Er bestand aus mächtigen Gelb-, Stink-, Eisen- und Assagaiholzbäumen, zwischen deren Stämmen baumartige Farne ihre palmenartigen Wedel emporstreckten. Der Saum wurde gebildet von Rhinocerossträuchern, zwischen denen das lebhafte Grün der Mesembryanthemum-, Oxalis- und Pelargoniumarten hervorleuchtete. Trotz der Dürre und Einförmigkeit des Bodens besitzt das Kapland eine eigentümliche und reiche Flora, welche man auf zwölftausend Arten schätzt. Hat in Gegenden, welche des Wassers nicht ganz und gar entbehren, die Vegetation einmal Wurzel geschlagen, so entwickelt sie infolge des höchst günstigen Klimas bald eine außerordentliche Üppigkeit, welche zu der Öde und Dürftigkeit wasserloser Striche im schärfsten Kontraste steht.
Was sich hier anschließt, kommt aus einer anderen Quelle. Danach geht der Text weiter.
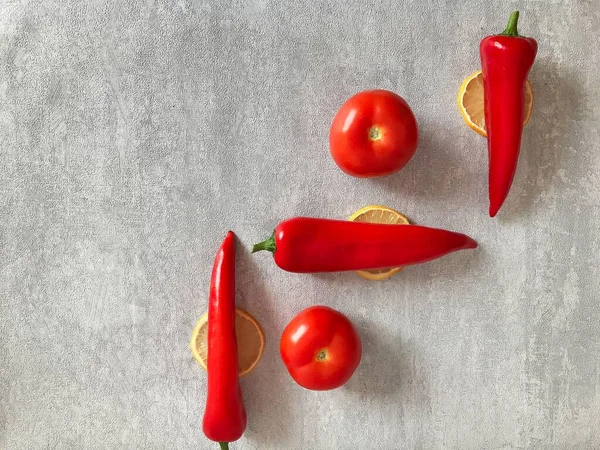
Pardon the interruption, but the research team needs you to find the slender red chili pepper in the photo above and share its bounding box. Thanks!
[202,231,246,449]
[252,217,477,273]
[479,11,537,217]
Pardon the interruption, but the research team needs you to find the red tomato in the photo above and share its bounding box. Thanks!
[329,90,419,178]
[279,306,362,391]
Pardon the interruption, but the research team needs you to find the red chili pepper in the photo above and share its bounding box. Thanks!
[202,231,246,449]
[479,11,537,217]
[252,217,477,273]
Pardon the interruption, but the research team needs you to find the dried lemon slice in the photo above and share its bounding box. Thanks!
[190,308,265,377]
[350,205,410,280]
[458,70,533,136]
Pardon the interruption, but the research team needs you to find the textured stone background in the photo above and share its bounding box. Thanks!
[0,0,600,450]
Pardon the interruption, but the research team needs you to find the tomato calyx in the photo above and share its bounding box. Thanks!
[315,348,329,362]
[369,125,383,142]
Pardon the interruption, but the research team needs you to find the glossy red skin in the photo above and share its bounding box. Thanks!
[280,306,362,391]
[329,90,419,178]
[202,231,246,442]
[274,217,477,273]
[479,35,537,217]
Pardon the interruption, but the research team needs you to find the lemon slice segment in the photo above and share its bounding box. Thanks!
[458,70,533,136]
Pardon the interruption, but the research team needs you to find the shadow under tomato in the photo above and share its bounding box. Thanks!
[344,319,429,407]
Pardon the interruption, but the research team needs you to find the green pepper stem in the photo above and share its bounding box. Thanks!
[500,11,519,37]
[252,233,275,253]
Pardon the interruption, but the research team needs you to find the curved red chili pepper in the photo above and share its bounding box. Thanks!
[202,231,246,449]
[479,11,537,217]
[252,217,477,273]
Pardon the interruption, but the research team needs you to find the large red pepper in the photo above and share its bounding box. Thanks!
[202,231,246,450]
[479,11,537,217]
[252,217,477,273]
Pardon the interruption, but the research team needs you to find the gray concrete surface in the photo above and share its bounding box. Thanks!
[0,0,600,450]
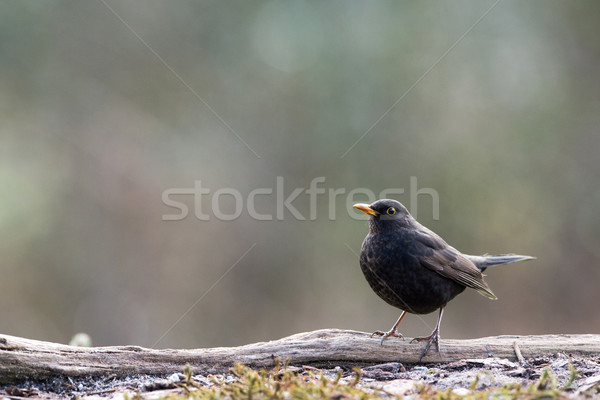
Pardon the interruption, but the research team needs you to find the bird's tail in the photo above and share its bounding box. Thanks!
[467,254,535,271]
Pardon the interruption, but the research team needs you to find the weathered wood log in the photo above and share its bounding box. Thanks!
[0,329,600,383]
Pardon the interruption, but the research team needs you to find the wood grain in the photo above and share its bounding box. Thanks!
[0,329,600,384]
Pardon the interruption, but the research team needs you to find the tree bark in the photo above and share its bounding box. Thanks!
[0,329,600,384]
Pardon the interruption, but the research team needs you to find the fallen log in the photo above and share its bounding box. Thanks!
[0,329,600,384]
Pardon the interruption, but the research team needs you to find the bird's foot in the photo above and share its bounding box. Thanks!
[410,328,442,362]
[371,330,404,344]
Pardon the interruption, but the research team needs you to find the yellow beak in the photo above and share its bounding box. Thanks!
[354,203,379,216]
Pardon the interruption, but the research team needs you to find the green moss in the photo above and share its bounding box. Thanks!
[155,365,577,400]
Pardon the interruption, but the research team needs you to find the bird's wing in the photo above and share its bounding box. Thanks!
[413,227,497,299]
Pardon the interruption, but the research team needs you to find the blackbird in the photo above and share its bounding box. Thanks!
[354,199,535,360]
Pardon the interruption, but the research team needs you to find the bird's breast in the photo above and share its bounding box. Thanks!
[360,231,464,314]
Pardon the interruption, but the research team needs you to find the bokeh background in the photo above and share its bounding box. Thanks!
[0,0,600,347]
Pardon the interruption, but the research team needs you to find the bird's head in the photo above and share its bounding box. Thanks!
[354,199,414,233]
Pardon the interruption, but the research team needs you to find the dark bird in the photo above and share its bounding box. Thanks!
[354,199,535,359]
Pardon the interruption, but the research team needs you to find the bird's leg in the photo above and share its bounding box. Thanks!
[371,311,406,344]
[410,306,445,361]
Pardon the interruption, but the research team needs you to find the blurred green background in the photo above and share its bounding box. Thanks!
[0,0,600,347]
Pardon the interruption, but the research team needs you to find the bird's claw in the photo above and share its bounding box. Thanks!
[371,331,404,345]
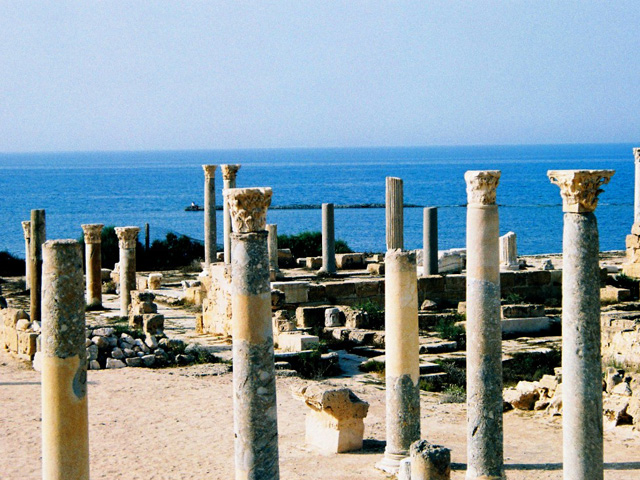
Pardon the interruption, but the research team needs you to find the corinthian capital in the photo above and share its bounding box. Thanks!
[547,170,615,213]
[82,223,104,243]
[464,170,500,205]
[115,227,140,248]
[223,187,273,233]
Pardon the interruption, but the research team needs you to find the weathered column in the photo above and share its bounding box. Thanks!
[42,240,89,480]
[385,177,404,250]
[422,207,438,277]
[220,164,241,265]
[82,223,104,308]
[22,220,31,289]
[115,227,140,317]
[202,165,217,268]
[377,249,420,473]
[464,170,504,480]
[29,210,47,322]
[224,188,279,480]
[320,203,336,275]
[547,170,614,480]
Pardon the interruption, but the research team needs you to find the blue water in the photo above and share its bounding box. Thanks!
[0,144,634,257]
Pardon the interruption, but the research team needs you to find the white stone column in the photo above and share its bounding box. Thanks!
[547,170,614,480]
[385,177,404,250]
[202,165,217,269]
[22,220,31,289]
[115,227,140,317]
[220,164,241,265]
[377,249,420,473]
[224,188,279,480]
[42,240,89,480]
[464,170,504,480]
[82,223,104,308]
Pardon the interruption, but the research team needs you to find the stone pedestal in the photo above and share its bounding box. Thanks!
[202,165,217,268]
[464,170,504,480]
[220,164,241,265]
[41,240,89,480]
[376,249,420,473]
[224,188,279,480]
[115,227,140,317]
[385,177,404,250]
[422,207,438,277]
[82,223,104,308]
[29,210,47,322]
[547,170,614,480]
[319,203,336,275]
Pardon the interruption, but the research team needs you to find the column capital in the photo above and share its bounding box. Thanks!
[220,164,242,180]
[223,187,273,233]
[115,227,140,248]
[81,223,104,243]
[22,220,31,240]
[547,170,615,213]
[202,165,218,178]
[464,170,501,205]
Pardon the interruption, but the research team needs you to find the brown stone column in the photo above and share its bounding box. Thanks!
[116,227,140,317]
[42,240,89,480]
[82,223,104,308]
[547,170,614,480]
[464,170,504,480]
[29,210,47,322]
[224,188,279,480]
[220,164,241,265]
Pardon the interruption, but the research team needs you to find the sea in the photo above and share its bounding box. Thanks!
[0,144,634,258]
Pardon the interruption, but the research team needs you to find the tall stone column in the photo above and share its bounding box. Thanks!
[422,207,438,277]
[547,170,614,480]
[29,210,47,322]
[115,227,140,317]
[22,220,31,289]
[202,165,217,268]
[224,188,279,480]
[220,164,241,265]
[464,170,504,480]
[320,203,336,275]
[82,223,104,308]
[42,240,89,480]
[385,177,404,250]
[377,249,420,473]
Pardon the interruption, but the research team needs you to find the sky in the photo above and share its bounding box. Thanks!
[0,0,640,152]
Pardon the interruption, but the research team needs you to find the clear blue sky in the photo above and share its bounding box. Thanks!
[0,0,640,152]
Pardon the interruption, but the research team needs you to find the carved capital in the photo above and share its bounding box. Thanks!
[464,170,500,205]
[22,220,31,240]
[202,165,218,179]
[115,227,140,248]
[223,187,273,233]
[82,223,104,243]
[547,170,615,213]
[220,164,241,181]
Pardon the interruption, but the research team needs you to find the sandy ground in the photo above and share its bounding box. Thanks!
[0,352,640,480]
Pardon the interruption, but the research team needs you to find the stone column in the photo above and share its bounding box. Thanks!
[547,170,614,480]
[22,220,31,289]
[29,210,47,322]
[116,227,140,317]
[385,177,404,250]
[202,165,217,269]
[42,240,89,480]
[320,203,336,275]
[422,207,438,277]
[224,188,279,480]
[220,164,241,265]
[377,249,420,473]
[82,223,104,308]
[464,170,504,480]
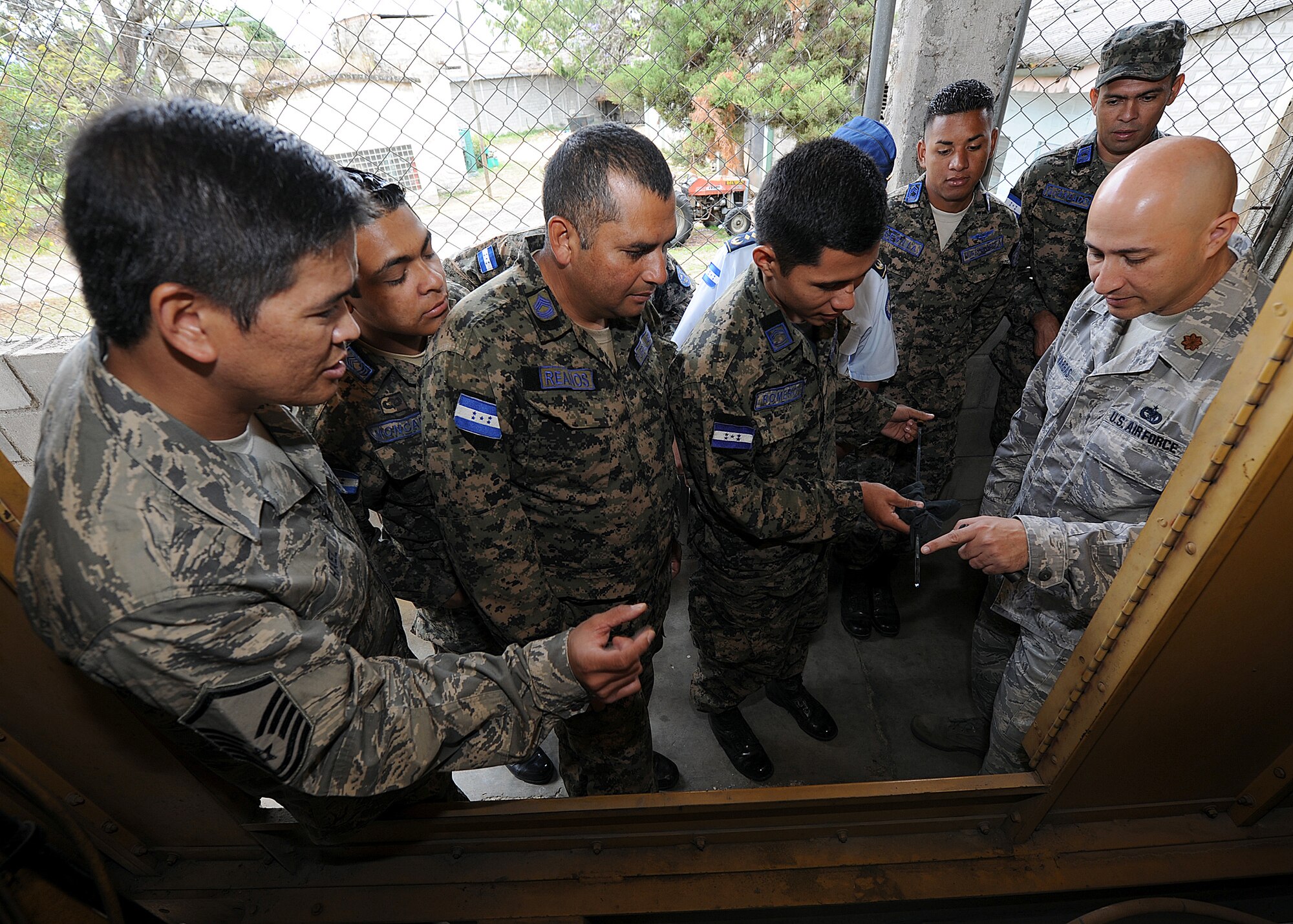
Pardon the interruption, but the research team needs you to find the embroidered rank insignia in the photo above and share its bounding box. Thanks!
[365,410,422,444]
[341,347,374,381]
[378,393,409,414]
[180,674,314,780]
[763,321,795,353]
[754,379,804,410]
[1140,406,1162,427]
[454,391,503,440]
[1042,182,1091,212]
[332,469,359,497]
[961,234,1006,263]
[634,327,656,369]
[710,414,754,453]
[521,366,597,391]
[881,225,924,256]
[530,288,557,321]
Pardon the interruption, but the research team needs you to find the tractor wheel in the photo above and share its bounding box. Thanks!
[723,208,754,234]
[668,195,696,247]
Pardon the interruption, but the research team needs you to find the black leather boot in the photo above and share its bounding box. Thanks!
[839,559,900,638]
[764,676,839,742]
[650,751,680,792]
[710,708,772,782]
[507,748,557,786]
[839,571,871,638]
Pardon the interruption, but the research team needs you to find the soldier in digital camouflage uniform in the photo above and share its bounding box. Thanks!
[16,100,650,837]
[990,19,1187,445]
[837,80,1019,638]
[299,173,556,786]
[424,123,678,796]
[912,137,1271,773]
[445,228,692,336]
[671,138,921,780]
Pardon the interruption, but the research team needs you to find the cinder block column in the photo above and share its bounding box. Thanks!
[884,0,1019,184]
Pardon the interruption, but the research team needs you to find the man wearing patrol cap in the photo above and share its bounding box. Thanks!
[992,19,1186,444]
[445,228,693,335]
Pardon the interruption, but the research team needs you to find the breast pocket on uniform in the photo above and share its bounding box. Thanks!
[513,391,618,505]
[754,379,817,478]
[1067,410,1184,523]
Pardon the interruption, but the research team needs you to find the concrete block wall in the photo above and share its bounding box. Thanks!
[0,336,80,482]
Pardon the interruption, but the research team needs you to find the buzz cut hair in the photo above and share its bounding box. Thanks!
[924,80,997,131]
[754,137,886,274]
[543,122,674,247]
[62,98,372,348]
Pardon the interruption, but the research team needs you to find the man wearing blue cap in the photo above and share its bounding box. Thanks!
[674,115,897,384]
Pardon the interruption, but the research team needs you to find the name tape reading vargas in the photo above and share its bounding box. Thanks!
[366,410,422,442]
[754,379,804,410]
[1042,182,1091,211]
[710,422,754,449]
[882,225,924,256]
[961,234,1006,263]
[454,392,503,440]
[1109,410,1186,455]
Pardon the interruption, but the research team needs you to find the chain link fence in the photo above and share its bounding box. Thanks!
[0,0,1293,340]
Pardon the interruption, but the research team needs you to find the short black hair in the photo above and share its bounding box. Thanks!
[63,98,371,347]
[341,167,409,219]
[754,138,886,273]
[543,122,674,247]
[924,80,997,128]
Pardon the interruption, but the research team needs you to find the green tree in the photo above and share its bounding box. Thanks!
[503,0,874,145]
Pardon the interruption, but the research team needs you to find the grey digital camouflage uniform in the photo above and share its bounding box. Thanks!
[297,327,502,654]
[16,332,586,835]
[423,243,678,796]
[838,177,1019,567]
[671,266,891,712]
[990,132,1161,445]
[445,228,692,336]
[981,234,1271,773]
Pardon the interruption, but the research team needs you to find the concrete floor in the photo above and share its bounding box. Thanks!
[412,334,997,799]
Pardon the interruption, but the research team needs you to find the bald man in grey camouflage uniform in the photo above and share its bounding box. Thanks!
[912,137,1271,773]
[990,19,1187,445]
[14,100,652,837]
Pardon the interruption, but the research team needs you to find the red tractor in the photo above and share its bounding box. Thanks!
[672,176,754,246]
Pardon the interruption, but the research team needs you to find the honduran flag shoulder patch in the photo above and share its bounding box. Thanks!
[710,414,754,451]
[454,391,503,440]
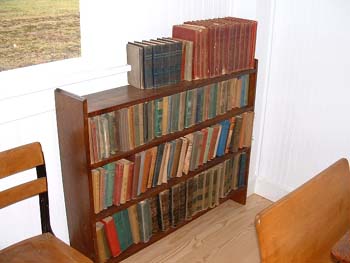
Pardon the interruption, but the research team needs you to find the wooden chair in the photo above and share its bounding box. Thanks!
[255,159,350,263]
[0,143,92,263]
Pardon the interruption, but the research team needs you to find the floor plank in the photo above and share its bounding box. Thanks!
[123,195,272,263]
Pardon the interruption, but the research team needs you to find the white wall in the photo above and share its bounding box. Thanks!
[0,0,256,249]
[255,0,350,200]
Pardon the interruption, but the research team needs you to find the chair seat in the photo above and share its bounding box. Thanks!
[0,233,92,263]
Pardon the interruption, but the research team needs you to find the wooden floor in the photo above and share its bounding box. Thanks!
[123,195,272,263]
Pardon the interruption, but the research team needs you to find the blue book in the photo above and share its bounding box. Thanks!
[216,120,230,157]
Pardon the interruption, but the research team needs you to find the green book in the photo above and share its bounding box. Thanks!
[154,98,163,137]
[121,209,134,250]
[103,163,115,207]
[184,90,193,128]
[133,104,141,147]
[209,83,218,119]
[112,210,133,251]
[203,127,213,163]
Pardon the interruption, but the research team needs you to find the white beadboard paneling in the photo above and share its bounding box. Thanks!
[256,0,350,200]
[0,0,256,252]
[0,109,69,249]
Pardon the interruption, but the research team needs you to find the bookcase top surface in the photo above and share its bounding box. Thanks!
[83,69,256,117]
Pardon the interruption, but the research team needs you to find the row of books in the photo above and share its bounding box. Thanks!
[126,38,189,89]
[92,112,254,216]
[89,75,249,163]
[172,17,257,79]
[96,155,247,262]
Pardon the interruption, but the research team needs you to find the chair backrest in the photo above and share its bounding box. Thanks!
[255,159,350,263]
[0,142,52,233]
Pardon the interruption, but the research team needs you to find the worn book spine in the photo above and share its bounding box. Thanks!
[150,195,160,234]
[159,189,170,231]
[185,177,194,220]
[91,169,102,214]
[102,216,122,257]
[96,222,111,263]
[103,163,115,207]
[126,43,144,89]
[128,205,140,244]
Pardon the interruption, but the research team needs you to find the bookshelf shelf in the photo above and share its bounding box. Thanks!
[95,148,250,221]
[90,106,254,169]
[55,61,258,263]
[108,186,247,263]
[80,69,256,117]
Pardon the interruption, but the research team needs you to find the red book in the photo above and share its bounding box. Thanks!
[208,124,220,160]
[101,216,122,257]
[131,153,141,198]
[126,162,134,201]
[173,25,201,79]
[199,129,208,165]
[113,161,124,205]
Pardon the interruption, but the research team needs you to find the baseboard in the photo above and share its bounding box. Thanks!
[254,178,293,202]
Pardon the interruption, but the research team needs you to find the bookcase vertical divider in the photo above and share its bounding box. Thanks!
[55,89,97,259]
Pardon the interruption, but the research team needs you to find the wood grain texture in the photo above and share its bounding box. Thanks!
[256,159,350,263]
[0,177,47,208]
[0,142,44,178]
[331,230,350,263]
[55,89,96,258]
[122,195,271,263]
[0,233,92,263]
[84,68,257,117]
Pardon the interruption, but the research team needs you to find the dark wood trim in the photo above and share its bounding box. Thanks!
[36,164,53,234]
[95,148,249,222]
[55,89,96,259]
[90,107,254,169]
[84,69,256,117]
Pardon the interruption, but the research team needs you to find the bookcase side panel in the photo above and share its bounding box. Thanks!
[55,90,95,259]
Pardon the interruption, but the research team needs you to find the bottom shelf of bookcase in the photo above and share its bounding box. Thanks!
[107,186,247,263]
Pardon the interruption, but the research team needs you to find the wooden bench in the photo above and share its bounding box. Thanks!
[255,159,350,263]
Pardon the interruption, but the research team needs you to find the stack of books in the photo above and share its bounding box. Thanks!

Gleich beim Eintritte in den Wald empfing uns eine Familie von Cercopithecus Erythropyga, eine kleine Paviansart, deren Angehörige die einzigen Quadrumanen des Kaplandes bilden, mit possierlichen Grimassen, welche Quimbo durch lebhaftes Gesichterschneiden erwiderte. Die Keule in der Rechten und den Wurfspeer in der Linken, folgte er mir in einer Weise, als ob er befürchte, daß jeden Augenblick ein Elefant oder Löwe zwischen den Bäumen hervorbrechen und sich auf uns stürzen könne. Leider hatten wir keines von beiden Tieren zu fürchten, da sie von Jahr zu Jahr seltener werden und sich vor den Verfolgungen der Ansiedler ebenso wie das Flußpferd und das Rhinoceros in die nördlicher liegenden Wälder zurückziehen.
Den größten zoologischen Reichtum dieses Waldes schienen die Vögel zu bilden, die in großer Zahl und vielen Arten die Wipfel belebten und sich durch uns nicht im mindesten stören ließen. Es war dies für mich ein Beweis, daß sich nur selten ein menschlicher Fuß hierher verirrte, und wenn dies geschehen war, ihn meist wohl friedliche Absichten herbeigeführt hatten.
Es war mir mehr darum zu thun, mich ordentlich auszugehen, als daß ich eine Absicht auf ein bestimmtes Wild gehabt hätte; dennoch aber hielt ich mich fortwährend schußbereit und ließ mir kein Geräusch entgehen.
So strichen wir bereits eine Stunde lang vorwärts, als ich plötzlich aus nicht zu großer Entfernung einen Schuß vernahm.
»Hör' Mynheer?« fragte Quimbo, mit einer höchst bedenklichen Miene den Zeigefinger erhebend.
Ich lauschte nach der Richtung hin, aus welcher der Schall zu uns gedrungen war. Ein zweiter Schuß ertönte.